Calculating with the indirect method provides granular financial detail and nuance that is lost with the direct method. You start with yoursliquid resultand work backwards, taking into account both cash and material costs.
Both methods can help you determine if you have positive or negative operating cash flow. However, note that the indirect method is preferred as it provides the granular details that VCs want to know in funding rounds.
With the direct cash flow method or the income statement method, you can keep track of every cash transaction. Inputs (receipts) and outputs (expenses) are balanced to determine a positive or negative cash flow.
Operating cash flow (direct method) = total income - operating expenses
The main advantages of the direct method are that you can know your current status of cash and see it moving through your cash flow systems.
While the calculation is easy, tracking individual cash transactions is time consuming. A sale can be noted on Monday, but the transaction is not posted until Friday. The direct method requires someone to track the transaction from promise to payment. Keeping all income and expenses in one spreadsheet is not the most efficient way to use valuable labor resources. For this reason, many startups rely on the indirect method to understand net cash flow.
The indirect cash flow accounting method uses the accrual accounting method. Tracks cash transactions as they happen, not as they happen. So, in the above scenario, the transaction is reported on Monday (not Friday) even though the days of the transaction and the day of receipt fall on different months, quarters, or years. It also adjusts to other factors that may be affecting youSpur, such as B. Changes in current liabilities.
The indirect formula starts with your net income and works backwards, accounting for changes in current assets and liabilities and non-cash items.
Operating cash flow (indirect method) = net income (+/-) change in assets and liabilities + non-cash expenses
The main advantage of the indirect method is that income and expenses are recognized in the period in which they are incurred. Money takes time to move. Using the direct method can skew your perception of cash needs as they change throughout the year.

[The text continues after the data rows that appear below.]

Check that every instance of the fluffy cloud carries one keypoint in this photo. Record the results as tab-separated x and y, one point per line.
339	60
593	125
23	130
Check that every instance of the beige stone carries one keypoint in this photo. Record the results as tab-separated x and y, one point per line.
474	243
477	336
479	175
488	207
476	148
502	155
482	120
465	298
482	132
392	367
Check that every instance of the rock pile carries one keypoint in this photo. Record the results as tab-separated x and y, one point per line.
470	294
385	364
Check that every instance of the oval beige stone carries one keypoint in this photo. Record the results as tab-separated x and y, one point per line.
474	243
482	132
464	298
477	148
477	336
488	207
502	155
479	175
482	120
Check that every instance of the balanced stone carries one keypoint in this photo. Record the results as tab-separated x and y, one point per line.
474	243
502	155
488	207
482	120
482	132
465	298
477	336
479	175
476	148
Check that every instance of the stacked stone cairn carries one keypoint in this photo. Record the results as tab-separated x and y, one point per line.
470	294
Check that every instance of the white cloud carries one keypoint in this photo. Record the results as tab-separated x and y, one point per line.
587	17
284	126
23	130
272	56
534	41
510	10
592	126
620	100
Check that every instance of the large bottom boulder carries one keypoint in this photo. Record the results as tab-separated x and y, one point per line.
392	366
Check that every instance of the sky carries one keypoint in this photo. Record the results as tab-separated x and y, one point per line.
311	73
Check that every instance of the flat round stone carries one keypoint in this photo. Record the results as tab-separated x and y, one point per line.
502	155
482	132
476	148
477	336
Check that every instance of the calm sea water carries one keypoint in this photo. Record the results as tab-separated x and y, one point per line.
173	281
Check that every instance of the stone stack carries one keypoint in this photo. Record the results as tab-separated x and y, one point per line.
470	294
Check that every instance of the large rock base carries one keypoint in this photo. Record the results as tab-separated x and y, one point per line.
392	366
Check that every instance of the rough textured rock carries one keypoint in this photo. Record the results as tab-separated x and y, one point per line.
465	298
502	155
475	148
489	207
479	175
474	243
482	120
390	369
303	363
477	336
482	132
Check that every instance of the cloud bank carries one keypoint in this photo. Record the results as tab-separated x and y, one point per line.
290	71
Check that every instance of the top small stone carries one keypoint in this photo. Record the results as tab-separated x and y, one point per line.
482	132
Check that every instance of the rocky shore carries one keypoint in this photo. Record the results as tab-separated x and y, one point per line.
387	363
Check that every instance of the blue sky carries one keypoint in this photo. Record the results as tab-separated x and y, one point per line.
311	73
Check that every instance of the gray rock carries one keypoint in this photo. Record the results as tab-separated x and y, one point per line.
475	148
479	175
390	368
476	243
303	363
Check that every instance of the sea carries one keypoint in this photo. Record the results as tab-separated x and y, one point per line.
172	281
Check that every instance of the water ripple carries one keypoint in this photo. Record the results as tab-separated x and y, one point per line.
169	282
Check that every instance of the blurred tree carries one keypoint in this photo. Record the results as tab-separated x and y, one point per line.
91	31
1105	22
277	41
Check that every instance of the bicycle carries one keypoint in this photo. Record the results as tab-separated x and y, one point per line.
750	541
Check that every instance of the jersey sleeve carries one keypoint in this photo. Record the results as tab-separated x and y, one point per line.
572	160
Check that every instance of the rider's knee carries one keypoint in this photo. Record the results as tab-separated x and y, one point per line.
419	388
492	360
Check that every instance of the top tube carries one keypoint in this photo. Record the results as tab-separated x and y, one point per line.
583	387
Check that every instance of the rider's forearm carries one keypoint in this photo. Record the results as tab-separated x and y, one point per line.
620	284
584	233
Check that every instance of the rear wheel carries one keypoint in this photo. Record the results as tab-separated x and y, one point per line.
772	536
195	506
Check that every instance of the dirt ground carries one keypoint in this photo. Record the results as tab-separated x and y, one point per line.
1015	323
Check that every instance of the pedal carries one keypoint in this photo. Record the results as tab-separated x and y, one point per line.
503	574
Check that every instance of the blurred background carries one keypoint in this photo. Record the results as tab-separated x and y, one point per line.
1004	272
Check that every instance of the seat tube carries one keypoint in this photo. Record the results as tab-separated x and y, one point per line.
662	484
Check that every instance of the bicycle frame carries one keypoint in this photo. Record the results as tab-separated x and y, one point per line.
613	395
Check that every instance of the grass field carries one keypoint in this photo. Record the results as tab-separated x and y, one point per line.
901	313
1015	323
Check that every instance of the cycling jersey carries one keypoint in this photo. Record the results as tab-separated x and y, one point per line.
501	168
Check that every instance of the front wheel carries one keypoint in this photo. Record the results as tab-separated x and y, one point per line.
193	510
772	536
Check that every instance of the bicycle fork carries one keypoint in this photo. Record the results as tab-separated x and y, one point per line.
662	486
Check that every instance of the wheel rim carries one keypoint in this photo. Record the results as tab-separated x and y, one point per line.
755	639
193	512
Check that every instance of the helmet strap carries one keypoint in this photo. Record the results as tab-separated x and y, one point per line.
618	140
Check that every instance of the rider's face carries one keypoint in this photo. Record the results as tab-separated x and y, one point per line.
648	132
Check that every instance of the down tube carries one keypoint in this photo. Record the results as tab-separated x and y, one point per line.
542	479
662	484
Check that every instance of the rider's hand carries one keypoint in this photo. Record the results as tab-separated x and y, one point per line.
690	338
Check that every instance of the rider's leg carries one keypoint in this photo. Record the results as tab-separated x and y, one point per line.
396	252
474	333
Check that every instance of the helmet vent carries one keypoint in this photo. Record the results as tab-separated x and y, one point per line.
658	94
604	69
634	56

While the direct method gives you the most accurate picture of where your money is right now, the indirect method is much more useful for getting an accurate picture of your company's current and future finances.
Track cash flow from operations with Mosaic
When you zoom in on your company's cash flows from regular operations, you can understand the big picture down to the smallest detail. The more accurate your view of cash flow from operations, the more accurate your understanding of the integrity of the core business will be and the more efficiently you will be able to conduct your business.
But the labor cost of real-time tracking is unrealistic. Mosaic syncs with your source systems, so your data reflects any real-time updates. Plus, with pre-installed dashboards and templates (like the cash flow dashboard), you can free yourself from data manipulation and consolidation and focus on making your company's financial narrative capture your audience's imagination—whether that means giving management a spin or inspiring the next venture capitalist to invest in.
Mosaic cash flow analysis financial dashboard
Plug-and-Play von MosaicFinance Dashboardhelps you monitor real-time operational cash flows and enables you to go from data to insights faster.Request a personalized demoknow how.